How did I come to participate in this dispute? I have no background in survey research and no expertise in Iraq. But I do make a habit of reading blogs written by smart people with different views from my own. Indeed, there is no better way to test your beliefs than to confront the best proponents of alternate theories. To that end, I read Tim Lambert's blog Deltoid. Lambert has defended the Lancet surveys extensively and, for the most part, his defense is correct. Indeed, the Lancet authors have benefited from the mistakes of many of their critics.
Yet just because many of the Lancet critics have been wrong does not mean that the articles themselves are correct. My first reaction to L1 was that its confidence interval for excess deaths, 8,000 to 194,000, was suspiciously close to zero. Every good statistician is skeptical of a result which just barely rejects what researchers call the "null hypothesis," in this case that mortality in Iraq was unchanged after the invasion. A small change in the model assumptions could easily make the effect go away. Since it was obvious that the Lancet authors had political motivations/ambitions (Roberts ran for Congress in 2006), I thought that they were probably guilty of cherry-picking their model, at least to some extent. They would not be the first researchers to do so.
Yet these suspicions were, for me, overwhelmed by my disgust with the behavior of the authors and their supporters. Although they provided some summary data for L1, they refused to pulge the household-level data and computer code that would help outside researchers (like me) to replicate their results. This is not the way that scientist ought to act.
In August, I made a presentation at the annual meeting of the American Statistical Association which argued that the results of the first Lancet survey were internally inconsistent.

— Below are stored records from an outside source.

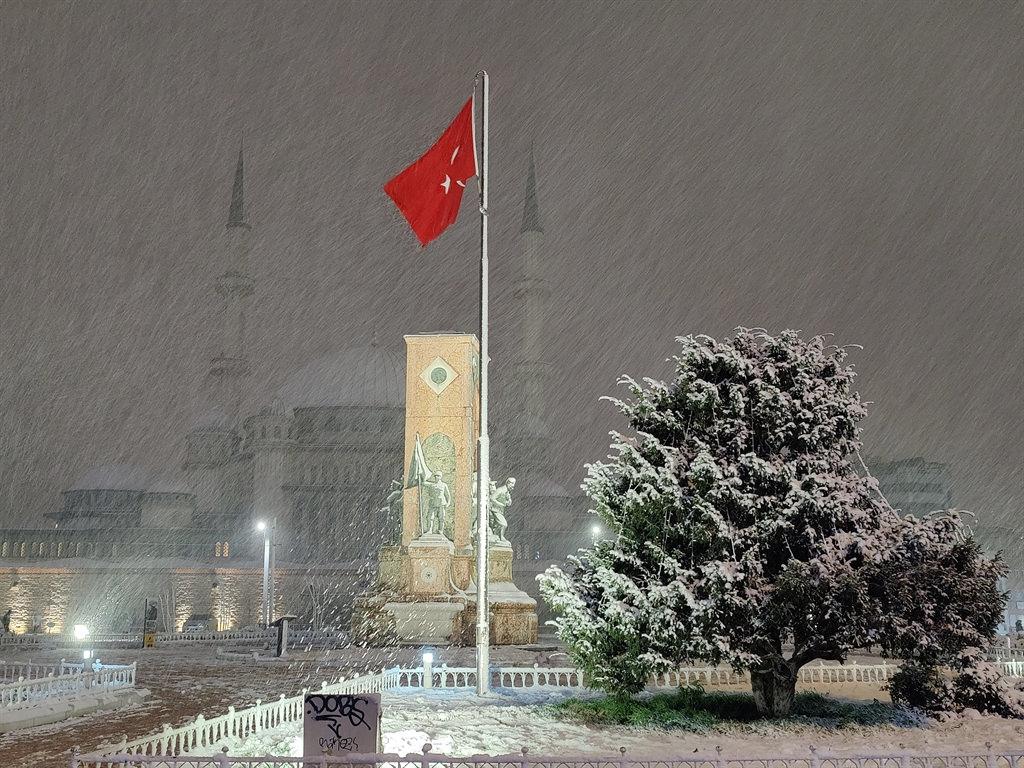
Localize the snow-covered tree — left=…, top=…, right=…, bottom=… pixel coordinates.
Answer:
left=540, top=329, right=1000, bottom=716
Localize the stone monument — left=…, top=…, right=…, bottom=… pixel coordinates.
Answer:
left=352, top=334, right=537, bottom=645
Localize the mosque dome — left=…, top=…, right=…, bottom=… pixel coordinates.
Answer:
left=146, top=472, right=191, bottom=494
left=191, top=404, right=231, bottom=431
left=71, top=464, right=150, bottom=490
left=278, top=344, right=406, bottom=409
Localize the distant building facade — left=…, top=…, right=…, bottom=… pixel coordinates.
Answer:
left=867, top=458, right=953, bottom=517
left=0, top=144, right=588, bottom=632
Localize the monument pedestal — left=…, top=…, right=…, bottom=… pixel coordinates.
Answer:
left=408, top=534, right=455, bottom=595
left=352, top=334, right=537, bottom=645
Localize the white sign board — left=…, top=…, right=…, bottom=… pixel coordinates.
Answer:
left=302, top=693, right=382, bottom=760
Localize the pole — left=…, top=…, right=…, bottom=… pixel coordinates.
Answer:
left=266, top=517, right=278, bottom=627
left=263, top=528, right=270, bottom=627
left=473, top=70, right=490, bottom=696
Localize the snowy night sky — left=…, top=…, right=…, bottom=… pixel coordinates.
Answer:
left=0, top=0, right=1024, bottom=526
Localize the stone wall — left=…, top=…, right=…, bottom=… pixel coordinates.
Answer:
left=0, top=561, right=365, bottom=634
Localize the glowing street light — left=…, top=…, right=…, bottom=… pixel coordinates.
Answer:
left=256, top=520, right=276, bottom=627
left=423, top=650, right=434, bottom=688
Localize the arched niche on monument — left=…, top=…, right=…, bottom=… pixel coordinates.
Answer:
left=423, top=432, right=457, bottom=541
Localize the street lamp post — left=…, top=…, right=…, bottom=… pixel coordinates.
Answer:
left=256, top=520, right=275, bottom=627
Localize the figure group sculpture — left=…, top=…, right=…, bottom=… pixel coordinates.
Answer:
left=380, top=436, right=515, bottom=545
left=470, top=474, right=515, bottom=544
left=420, top=472, right=452, bottom=536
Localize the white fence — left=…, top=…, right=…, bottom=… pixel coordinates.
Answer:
left=0, top=658, right=85, bottom=683
left=398, top=662, right=901, bottom=689
left=86, top=662, right=1024, bottom=768
left=0, top=664, right=135, bottom=709
left=0, top=628, right=351, bottom=648
left=90, top=669, right=400, bottom=760
left=71, top=744, right=1024, bottom=768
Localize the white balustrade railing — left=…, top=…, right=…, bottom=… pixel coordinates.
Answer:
left=995, top=659, right=1024, bottom=677
left=157, top=629, right=278, bottom=645
left=81, top=662, right=1024, bottom=768
left=0, top=633, right=50, bottom=648
left=0, top=658, right=85, bottom=683
left=0, top=664, right=135, bottom=709
left=70, top=744, right=1024, bottom=768
left=90, top=669, right=399, bottom=765
left=985, top=645, right=1024, bottom=662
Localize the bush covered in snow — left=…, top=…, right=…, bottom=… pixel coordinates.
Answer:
left=540, top=329, right=1004, bottom=716
left=550, top=686, right=921, bottom=733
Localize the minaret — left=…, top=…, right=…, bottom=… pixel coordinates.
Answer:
left=516, top=151, right=551, bottom=442
left=210, top=147, right=254, bottom=428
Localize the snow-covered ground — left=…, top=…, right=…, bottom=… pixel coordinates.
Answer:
left=214, top=686, right=1024, bottom=757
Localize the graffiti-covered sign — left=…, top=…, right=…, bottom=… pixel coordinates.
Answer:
left=302, top=693, right=382, bottom=759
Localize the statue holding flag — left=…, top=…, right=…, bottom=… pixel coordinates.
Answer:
left=406, top=435, right=452, bottom=536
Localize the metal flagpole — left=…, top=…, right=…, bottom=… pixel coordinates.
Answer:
left=473, top=70, right=490, bottom=696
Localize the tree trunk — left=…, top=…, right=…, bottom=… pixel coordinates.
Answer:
left=751, top=658, right=797, bottom=718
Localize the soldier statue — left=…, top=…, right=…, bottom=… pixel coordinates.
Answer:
left=487, top=477, right=515, bottom=544
left=470, top=477, right=515, bottom=544
left=420, top=472, right=452, bottom=536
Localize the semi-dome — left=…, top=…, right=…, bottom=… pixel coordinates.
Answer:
left=278, top=344, right=406, bottom=408
left=71, top=464, right=150, bottom=490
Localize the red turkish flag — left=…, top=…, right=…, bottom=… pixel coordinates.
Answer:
left=384, top=98, right=476, bottom=246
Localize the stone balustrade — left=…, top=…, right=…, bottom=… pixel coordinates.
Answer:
left=70, top=744, right=1024, bottom=768
left=97, top=669, right=400, bottom=756
left=83, top=662, right=1024, bottom=768
left=0, top=658, right=85, bottom=683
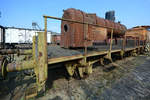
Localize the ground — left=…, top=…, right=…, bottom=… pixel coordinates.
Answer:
left=0, top=55, right=150, bottom=100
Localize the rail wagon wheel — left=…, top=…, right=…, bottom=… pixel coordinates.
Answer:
left=77, top=64, right=92, bottom=79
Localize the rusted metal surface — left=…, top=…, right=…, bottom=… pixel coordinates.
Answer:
left=61, top=8, right=126, bottom=48
left=0, top=49, right=32, bottom=55
left=51, top=34, right=61, bottom=44
left=125, top=26, right=150, bottom=41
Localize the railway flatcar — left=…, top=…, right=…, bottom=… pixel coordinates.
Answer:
left=0, top=8, right=149, bottom=99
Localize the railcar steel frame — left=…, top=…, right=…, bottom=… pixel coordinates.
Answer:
left=0, top=15, right=144, bottom=96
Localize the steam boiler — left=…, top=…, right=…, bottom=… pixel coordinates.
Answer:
left=60, top=8, right=126, bottom=48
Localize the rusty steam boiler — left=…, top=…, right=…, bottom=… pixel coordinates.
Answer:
left=60, top=8, right=126, bottom=48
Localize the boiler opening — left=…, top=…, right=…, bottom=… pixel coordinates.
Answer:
left=64, top=24, right=69, bottom=32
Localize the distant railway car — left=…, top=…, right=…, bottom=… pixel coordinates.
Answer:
left=5, top=27, right=51, bottom=43
left=60, top=8, right=126, bottom=48
left=0, top=26, right=52, bottom=48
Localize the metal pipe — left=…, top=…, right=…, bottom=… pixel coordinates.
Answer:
left=7, top=60, right=35, bottom=72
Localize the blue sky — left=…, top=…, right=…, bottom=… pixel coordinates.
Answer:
left=0, top=0, right=150, bottom=32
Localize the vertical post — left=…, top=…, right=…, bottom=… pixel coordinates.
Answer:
left=134, top=37, right=136, bottom=47
left=122, top=35, right=126, bottom=51
left=109, top=29, right=113, bottom=52
left=108, top=29, right=113, bottom=62
left=84, top=24, right=88, bottom=63
left=37, top=32, right=48, bottom=91
left=33, top=17, right=48, bottom=91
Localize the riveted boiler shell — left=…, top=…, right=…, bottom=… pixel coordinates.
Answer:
left=60, top=8, right=126, bottom=48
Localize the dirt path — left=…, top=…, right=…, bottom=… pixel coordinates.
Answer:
left=0, top=55, right=150, bottom=100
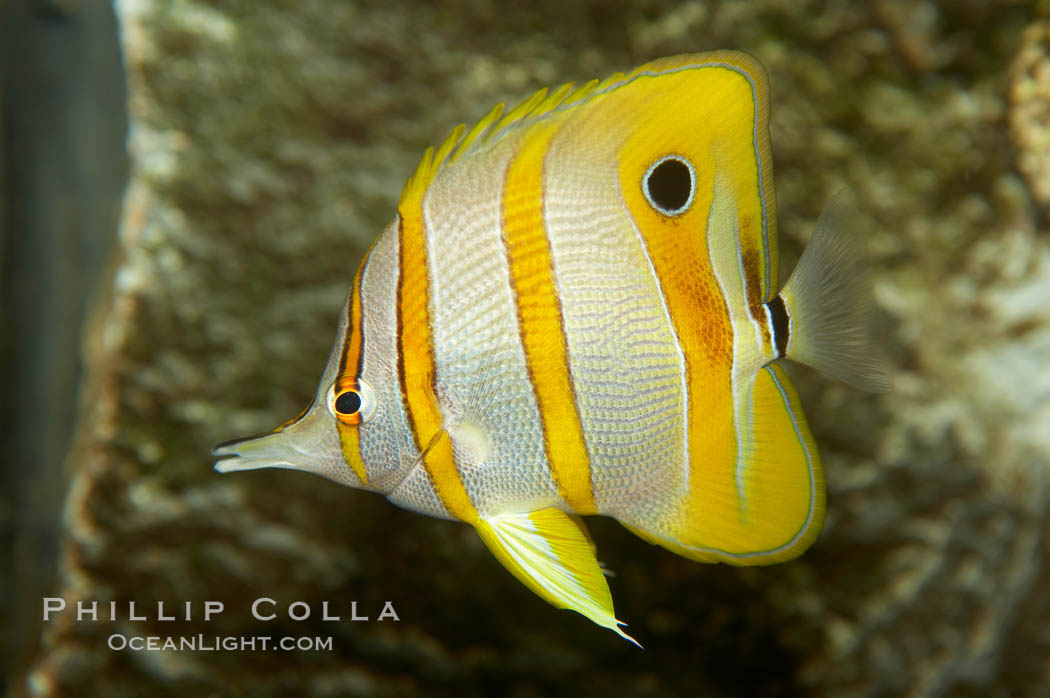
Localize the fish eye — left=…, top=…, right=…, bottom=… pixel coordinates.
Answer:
left=642, top=155, right=696, bottom=216
left=335, top=388, right=361, bottom=417
left=328, top=379, right=376, bottom=424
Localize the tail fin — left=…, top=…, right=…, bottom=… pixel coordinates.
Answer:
left=768, top=192, right=890, bottom=393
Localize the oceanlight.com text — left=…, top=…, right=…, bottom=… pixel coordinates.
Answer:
left=106, top=633, right=332, bottom=652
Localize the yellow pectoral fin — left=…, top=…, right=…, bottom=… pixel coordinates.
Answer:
left=475, top=507, right=642, bottom=647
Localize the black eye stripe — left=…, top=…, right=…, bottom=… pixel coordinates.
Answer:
left=642, top=155, right=696, bottom=216
left=335, top=390, right=361, bottom=415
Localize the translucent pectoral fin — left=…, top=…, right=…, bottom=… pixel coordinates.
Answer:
left=475, top=508, right=642, bottom=647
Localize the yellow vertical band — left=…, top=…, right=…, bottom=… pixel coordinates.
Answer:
left=397, top=177, right=478, bottom=523
left=503, top=124, right=596, bottom=514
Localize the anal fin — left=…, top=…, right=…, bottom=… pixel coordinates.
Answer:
left=475, top=507, right=642, bottom=647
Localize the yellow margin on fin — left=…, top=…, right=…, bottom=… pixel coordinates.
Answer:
left=475, top=507, right=642, bottom=648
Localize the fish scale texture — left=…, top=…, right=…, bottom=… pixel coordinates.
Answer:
left=17, top=0, right=1050, bottom=697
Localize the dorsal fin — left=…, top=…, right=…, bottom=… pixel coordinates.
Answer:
left=400, top=73, right=600, bottom=209
left=398, top=50, right=765, bottom=208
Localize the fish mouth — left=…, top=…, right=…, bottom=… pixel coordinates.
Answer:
left=211, top=431, right=306, bottom=472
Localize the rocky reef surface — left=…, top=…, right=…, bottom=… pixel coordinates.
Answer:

The technical details are opaque at best but the implication is that the authors purposely presented their data (by including outlier data from Falluja in some parts of the analysis and excluding it elsewhere) to mislead. Specifically, the 8,000 to 194,000 confidence interval is claimed to be "conservative" because it excludes the carnage in Falluja. I show that including Falluja would have widened the confidence interval enough to include zero, thereby not allowing the authors to reject the null hypothesis of no increase in mortality.
In English, my claim is that the authors specifically refused to provide the confidence interval for excess deaths using all their data because they knew that doing so would provide too much ammunition to their critics. Even today, they stubbornly decline to tell me or anyone else what the confidence intervals would be with Falluja included.
That paper was discussed at Deltoid and then picked up from there by Michelle Malkin. Suddenly, I was part of the Right Wing Noise Machine, even invited as a guest on my local talk radio station. Alas, I misinterpreted the orders from my Rovian overlords and spent most of the time defending the Lancet authors from the innumerate complaints that the host was making. He choose not to keep me on the air long enough to get to the point of my actual critique.
Fortunately, other scientists are working on the topic. Colin Kahl writes that the Lancet estimates are "dubious." Fritz Scheuren, past president of the American Statistical Association, claims that the response rates from L2 are "not credible." Stephen Fienberg, one of the most respected statisticians in the country, insisted that Les Roberts' refusal to share data with Michael Spagat and his co-authors was:
"just the wrong response. I, as an editor, would not publish a study for which the data was not shared."
If scientists like Kahl, Scheuren, Fienberg, Spagat and others think that your results are flawed and your behavior suspect, then you likely have a problem.